UK stocks are mostly treading water on Wednesday ahead of yet another Brexit Summit in Europe and a meeting of the European Central Bank. The FTSE 100 is unchanged on last night's close at 7,427 points while the FTSE 250 is up a smidge at 19,463 points.
Supermarket giant Tesco (TSCO) reports full year sales and margins which are above its own forecasts, under-pinning the stock’s recent strength and sending the shares up 1% to 236p.
Sales including Booker were up 11.5% to £56.9bn in the 12 months to the end of February while the group operating margin was almost 4% in the second half of the year, a level which chief executive Dave Lewis called ‘aspirational’ four years ago.
Online fashion retailer ASOS (ASC) delivers a 14% rise in first half sales to £1.3bn and confirms its full year targets, sending the shares up 6% to £33.30.
‘ASOS is capable of a lot more. We have identified a number of things we can do better and are taking action accordingly’ says chief executive Nick Beighton.
Homewares retailer Dunelm (DNLM) is also having a good day with shares up 3% to 890p after the company reports third quarter sales up 12.4% £284m supported by in-store like-for-like sales up an impressive 9.8%.
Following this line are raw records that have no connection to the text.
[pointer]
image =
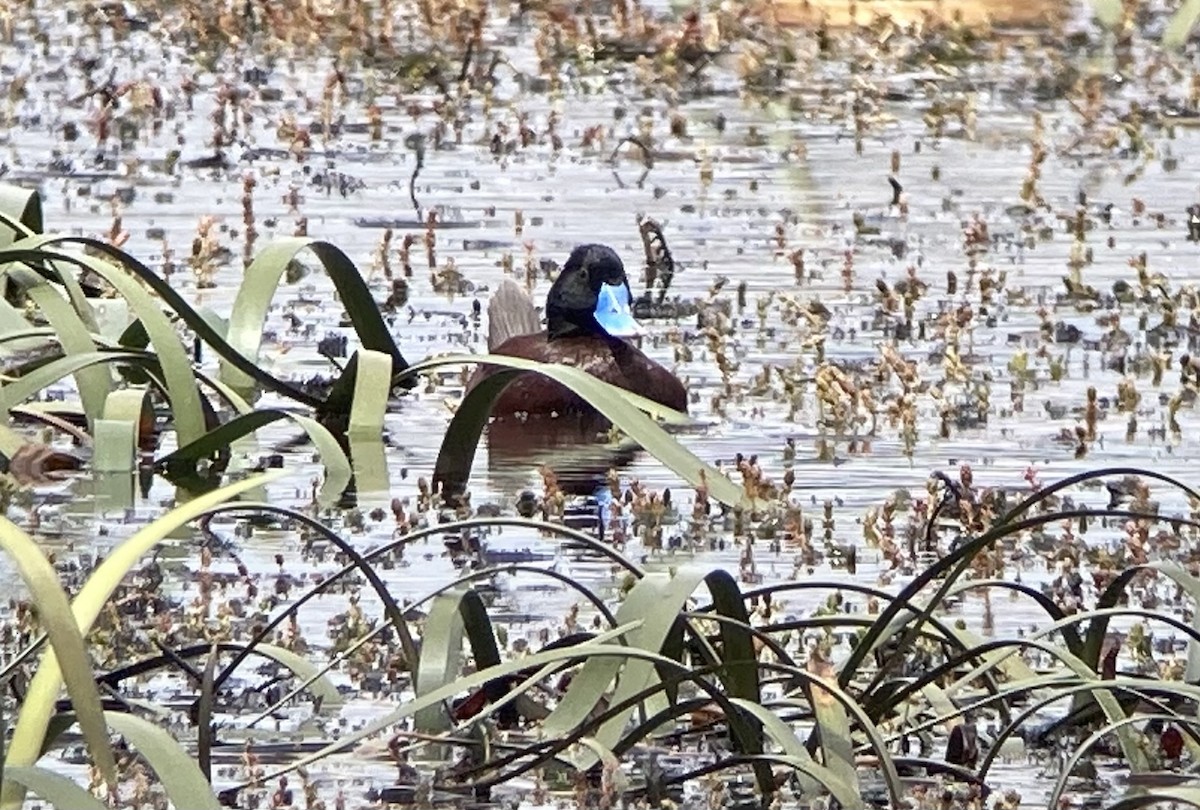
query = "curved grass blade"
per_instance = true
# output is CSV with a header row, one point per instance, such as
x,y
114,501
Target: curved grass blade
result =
x,y
181,778
94,382
66,647
595,648
205,331
372,389
1085,748
462,437
451,615
21,213
1181,24
337,467
261,282
55,789
204,708
43,688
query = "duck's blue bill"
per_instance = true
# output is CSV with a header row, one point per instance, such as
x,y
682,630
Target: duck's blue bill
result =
x,y
615,312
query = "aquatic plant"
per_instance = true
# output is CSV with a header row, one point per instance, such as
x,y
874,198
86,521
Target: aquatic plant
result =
x,y
147,375
803,702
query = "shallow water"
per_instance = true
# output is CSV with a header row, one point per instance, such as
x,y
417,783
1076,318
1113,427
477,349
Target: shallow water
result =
x,y
721,229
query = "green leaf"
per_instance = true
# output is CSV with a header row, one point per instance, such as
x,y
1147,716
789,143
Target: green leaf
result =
x,y
177,365
39,706
1181,24
94,382
1109,12
462,436
21,213
372,389
451,615
66,647
259,285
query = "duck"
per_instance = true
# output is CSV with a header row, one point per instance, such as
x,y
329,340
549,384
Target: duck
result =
x,y
589,322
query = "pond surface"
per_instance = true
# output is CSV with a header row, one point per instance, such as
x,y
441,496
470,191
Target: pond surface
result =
x,y
748,185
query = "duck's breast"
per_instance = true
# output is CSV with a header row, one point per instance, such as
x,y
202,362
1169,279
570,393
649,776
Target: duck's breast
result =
x,y
616,363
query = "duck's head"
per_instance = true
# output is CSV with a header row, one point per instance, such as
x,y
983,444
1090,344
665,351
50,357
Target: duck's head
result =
x,y
591,297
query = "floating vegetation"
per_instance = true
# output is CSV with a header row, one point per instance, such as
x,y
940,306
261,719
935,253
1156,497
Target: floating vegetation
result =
x,y
917,276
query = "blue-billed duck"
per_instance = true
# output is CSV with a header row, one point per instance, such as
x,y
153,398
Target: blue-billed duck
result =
x,y
588,317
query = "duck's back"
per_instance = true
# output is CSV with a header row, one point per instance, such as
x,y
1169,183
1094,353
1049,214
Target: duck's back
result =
x,y
613,361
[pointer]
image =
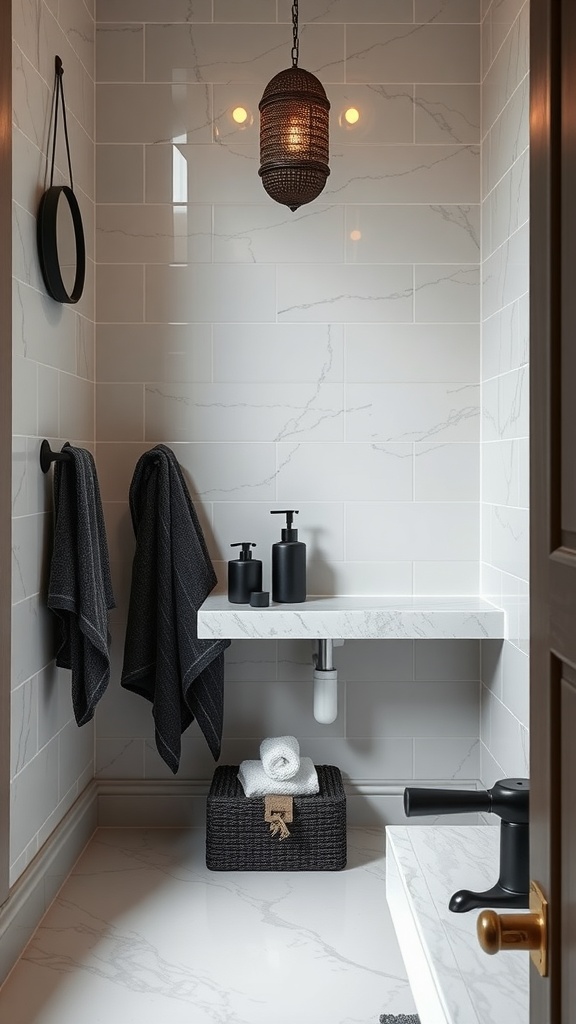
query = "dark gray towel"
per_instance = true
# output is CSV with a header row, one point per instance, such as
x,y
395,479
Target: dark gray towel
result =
x,y
172,576
80,587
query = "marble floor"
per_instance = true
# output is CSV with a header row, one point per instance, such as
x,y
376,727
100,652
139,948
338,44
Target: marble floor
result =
x,y
142,932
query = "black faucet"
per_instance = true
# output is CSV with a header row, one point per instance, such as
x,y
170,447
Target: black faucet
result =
x,y
508,799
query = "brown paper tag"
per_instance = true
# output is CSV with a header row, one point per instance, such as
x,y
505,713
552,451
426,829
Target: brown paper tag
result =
x,y
276,806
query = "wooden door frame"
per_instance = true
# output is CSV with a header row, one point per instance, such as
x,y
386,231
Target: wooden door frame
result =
x,y
545,264
5,428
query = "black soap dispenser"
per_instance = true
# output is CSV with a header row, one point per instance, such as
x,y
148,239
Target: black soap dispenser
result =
x,y
244,574
288,564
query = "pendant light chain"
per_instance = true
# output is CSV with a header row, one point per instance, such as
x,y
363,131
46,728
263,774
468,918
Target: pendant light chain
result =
x,y
295,44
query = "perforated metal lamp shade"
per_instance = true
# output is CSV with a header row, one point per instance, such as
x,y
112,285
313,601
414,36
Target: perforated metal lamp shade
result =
x,y
294,137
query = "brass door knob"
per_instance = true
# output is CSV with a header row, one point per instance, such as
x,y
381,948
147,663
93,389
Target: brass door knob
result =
x,y
498,932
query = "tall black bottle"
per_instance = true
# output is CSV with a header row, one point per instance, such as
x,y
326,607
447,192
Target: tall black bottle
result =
x,y
288,563
244,574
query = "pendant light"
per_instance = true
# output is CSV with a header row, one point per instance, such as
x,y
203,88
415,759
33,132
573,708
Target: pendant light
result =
x,y
294,133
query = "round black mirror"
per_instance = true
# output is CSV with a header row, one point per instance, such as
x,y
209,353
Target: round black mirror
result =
x,y
60,244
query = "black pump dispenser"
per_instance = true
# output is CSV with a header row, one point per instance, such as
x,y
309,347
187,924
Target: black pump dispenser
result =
x,y
288,563
244,574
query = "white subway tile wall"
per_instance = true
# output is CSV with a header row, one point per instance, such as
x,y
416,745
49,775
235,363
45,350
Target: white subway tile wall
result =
x,y
327,358
504,569
53,396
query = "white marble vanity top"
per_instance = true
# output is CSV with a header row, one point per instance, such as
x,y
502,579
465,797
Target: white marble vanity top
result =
x,y
354,619
452,979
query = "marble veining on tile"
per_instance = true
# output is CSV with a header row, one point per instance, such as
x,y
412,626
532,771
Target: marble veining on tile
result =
x,y
142,931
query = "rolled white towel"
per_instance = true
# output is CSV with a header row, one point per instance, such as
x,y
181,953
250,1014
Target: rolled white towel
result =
x,y
255,782
280,756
Margins increased thanks to better sourcing at the core business and the closure of the money-losing Worldstores business.
Continuing the positive consumer theme, shares in leisure group Hollywood Bowl (BOWL) gain 2% to 225p after the firm announces solid first half revenues driven by like-for-like growth of 4.4%.
On top of growing sales at its existing sites, the company has rolled out two new centres in the first half taking it to a total of 60. The latest centre, at the Lakeside shopping centre in Essex, is the largest bowling centre to open in the UK in the last 10 years.
There’s no good news for Sports Direct (SPD) founder Mike Ashley however. As well as losing an estimated £150m on his 30% shareholding in Debenhams (DEB) as its lenders take control, his attempt to take over Findel (FDL) has hit the rocks.
Just 1% of shares in Findel were tendered at 161p which, combined with Sports Direct’s holding means acceptances were less than 38%, far short of the level needed for the offer to be declared unconditional.
Sports Direct shares are flat at 284p while Findel shares dip 1% to 162p.
Also licking its wounds today is bus and rail operator Stagecoach (SGC) which has been disqualified from all three current rail franchise competitions.
The Department for Transport (DfT) has verbally told Stagecoach that its bids for East Midlands, South Eastern and West Coast, were non-compliant ‘principally in respect of pensions risk’ according to the company’s statement. Shares slip 3% to 129p.
To add insult to injury, the DfT announced today that it has selected Netherlands-based operator Abellio to run the next East Midlands rail franchise from this August.
The worst-performing stock today by a mile is Indivior (INDV) with shares down 57% to a record low of 46p after the firm was indicted by a US grand jury for what it claims was fraudulent marketing of its Suboxone Film.
The Department of Justice claims that while Indivior was still owned by Reckitt Benckiser (RB.), it engaged in ‘an illicit nationwide scheme to increase prescriptions of Suboxone Film’, obtaining ‘billions of dollars in revenue by deceiving health care providers and health care benefit programs into believing that Suboxone Film was safer, less divertible, and less abusable than other opioid-addiction treatment drugs’.
Shares in Reckitt Benckiser fall 5% to £61.00 on the back of today’s news.